President Oaks’ statement emphasized, “Our stand in opposition to these regulations should not be taken as defiance of the law or the federal government. We believe our position is lawful—that it is the Department of Health, Education, and Welfare that is violating the constitutional and statutory law.

“The Board of Trustees of Brigham Young University endorse the goal of equal opportunity for men and women in education and employment. Brigham Young University does not discriminate on the basis of sex among its students or employees, or among applicants for admission or employment.”

In a press conference at which the statement was released, President Oaks pointed out that some of the regulations are vague. As an example, he cited the ruling that “separate toilet, locker room, and shower facilities” for the different sexes must be “comparable.”

“We cannot believe,” said President Oaks, “that HEW would be so absurd as to require that men’s and women’s rest room facilities contain identical sanitary fixtures …”

President Oaks added, “We also believe that some of the regulations are unconstitutional as applied to a Church-related institution because they violate the prohibition against the establishment of religion and the free exercise thereof.”

Reports of BYU’s stand against the HEW regulations were carried in practically every newspaper in the country. Clippings received at BYU run into the hundreds and while the majority of the editorial opinions expressed therein are favorable, some are critical of BYU for taking any stand that is interpreted by the media as being not beneficial to women.

On the BYU campus, the University’s stand has received the full support of the students and faculty.

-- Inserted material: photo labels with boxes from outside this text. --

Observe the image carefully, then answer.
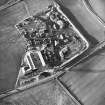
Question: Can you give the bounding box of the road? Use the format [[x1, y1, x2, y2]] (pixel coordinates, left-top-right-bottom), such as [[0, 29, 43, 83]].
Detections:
[[0, 0, 105, 105]]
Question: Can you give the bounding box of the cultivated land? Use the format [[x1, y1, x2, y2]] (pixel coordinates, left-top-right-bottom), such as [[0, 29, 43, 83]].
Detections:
[[0, 0, 105, 105]]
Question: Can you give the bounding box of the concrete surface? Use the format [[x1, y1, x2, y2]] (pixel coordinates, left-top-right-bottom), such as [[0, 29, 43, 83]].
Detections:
[[0, 0, 105, 105]]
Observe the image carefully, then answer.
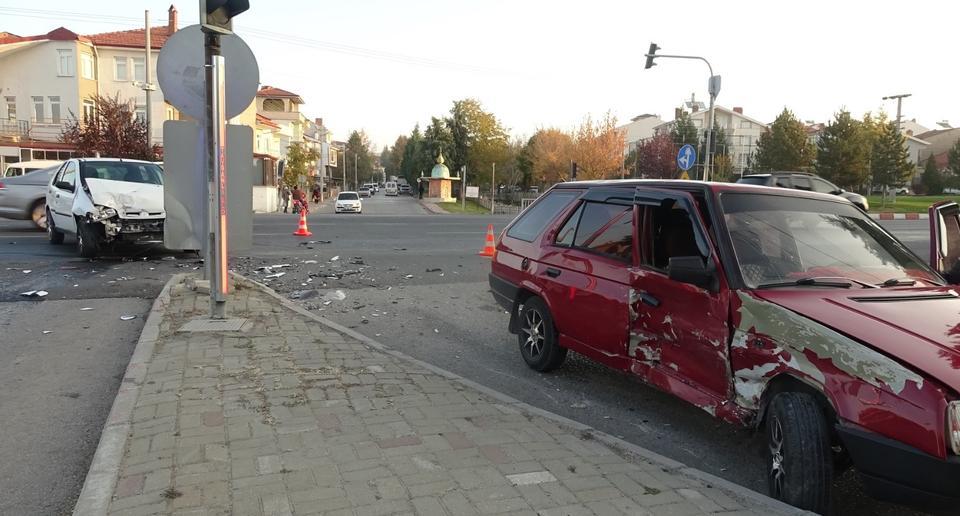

When President Oaks presented his statement to the faculty, he received a standing ovation.

In noting that BYU challenges parts of six of the forty-three regulations issued by HEW, President Oaks has made it clear that “BYU will comply with any regulations which the courts ultimately sustain as lawful.”

The challenge to the HEW regulations apply also to Brigham Young University—Hawaii Campus; the LDS Business College, Salt Lake City; and Ricks College, Rexburg, Idaho, all Church-sponsored educational institutions.

The only other U.S. institution at this writing to announce its opposition to parts of the Title IX regulations is Hillsdale College, Hillsdale, Michigan, whose president is a member of the American Association of Presidents of Independent Colleges and Universities.

The association has also gone on record as being opposed to the “imposition of government regulatory schemes upon privately supported institutions based upon imputed tax and other indirect benefits.”

Of particular concern is the recent United States Internal Revenue Service’s ruling that threatens to remove tax exemption and deductibility of contributions from independent institutions that fail to comply with government requirements on their student admission and hiring policies.

Although association members expressed strong support for equal opportunities in higher education for all persons, regardless of race, creed, or sex, they noted that the association is committed to preserve genuinely independent higher education in the United States.

BYU’s President Oaks, who has represented the association at Congressional hearings on Title IX, was elected president of the association at the recent meeting.